Rent a king suite that has jacuzzi tub in the room. Usually tub to ceiling mirrors surrounding it. Mirrors are 👍.


----------



## FloridaGuy1 (Nov 4, 2019)

I'm surprised there weren't more replies to this thread.


----------



## staceymj86 (Apr 14, 2020)

I’m following for suggestions. My fiancé & I‘s 7 year anniversary is coming up and we’re trying to do something different this year.


----------



## Zedd (Jul 27, 2021)

warmed up coconut oil and wandering hands


----------



## Inside_Looking_Out (Apr 8, 2012)

This might be a bit corny....but maybe you could each write up a fantasy you have always wanted to explore on a few separate slips of paper. A position you have never tried before, a body part that has never gotten the attention you would like it to receive, a scenario that would like to act out or a kink that you have never explored. Just two or three each, don't have to go too crazy...stick them in a bag/jar/hat....pull them out at random during your weekend. 

Extra credit...you are each responsible for shopping and providing any extra items needed to act out your slips of paper before you head out for the weekend. Just shopping for those items in advance can lead up to some fun anticipatory arousal.


----------



## jlg07 (Feb 24, 2017)

I agree with the coconut oil -- warm it up and do nice full-body massages to start things off....


----------



## staceymj86 (Apr 14, 2020)

Inside_Looking_Out said:


> This might be a bit corny....but maybe you could each write up a fantasy you have always wanted to explore on a few separate slips of paper. A position you have never tried before, a body part that has never gotten the attention you would like it to receive, a scenario that would like to act out or a kink that you have never explored. Just two or three each, don't have to go too crazy...stick them in a bag/jar/hat....pull them out at random during your weekend.
> 
> Extra credit...you are each responsible for shopping and providing any extra items needed to act out your slips of paper before you head out for the weekend. Just shopping for those items in advance can lead up to some fun anticipatory arousal.


That sounds like fun.


----------



## snowbum (Dec 14, 2021)

Update
Had a great two day get away. Had a whirl pool tub (could have been bigger ) which was great for soaking, and bit cramped for other things,lol.
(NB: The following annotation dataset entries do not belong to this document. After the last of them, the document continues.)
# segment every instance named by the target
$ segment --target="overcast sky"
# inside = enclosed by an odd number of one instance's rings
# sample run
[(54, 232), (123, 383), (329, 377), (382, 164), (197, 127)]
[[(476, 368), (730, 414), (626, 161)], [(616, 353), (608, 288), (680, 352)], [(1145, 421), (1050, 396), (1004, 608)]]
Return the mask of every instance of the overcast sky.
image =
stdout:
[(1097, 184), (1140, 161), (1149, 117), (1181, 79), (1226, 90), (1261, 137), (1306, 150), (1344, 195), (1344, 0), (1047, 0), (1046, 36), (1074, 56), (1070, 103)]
Stayed in a lot, not tv and tried new things. I lost count at 6. Great bonding trip, and planning to do this at least twice a year. 




snowbum said:


> Dh and are getting away for two days. No kids, no time frame no worries. Hopefully lots of hanky panky.
> 
> Other than new lingerie and maybe some snacks/cocktails for the room, any suggestions?
> 
> I'm hoping for at least a triple play (lol) each day. Been way too long since we've vacationed alone (3 years)


----------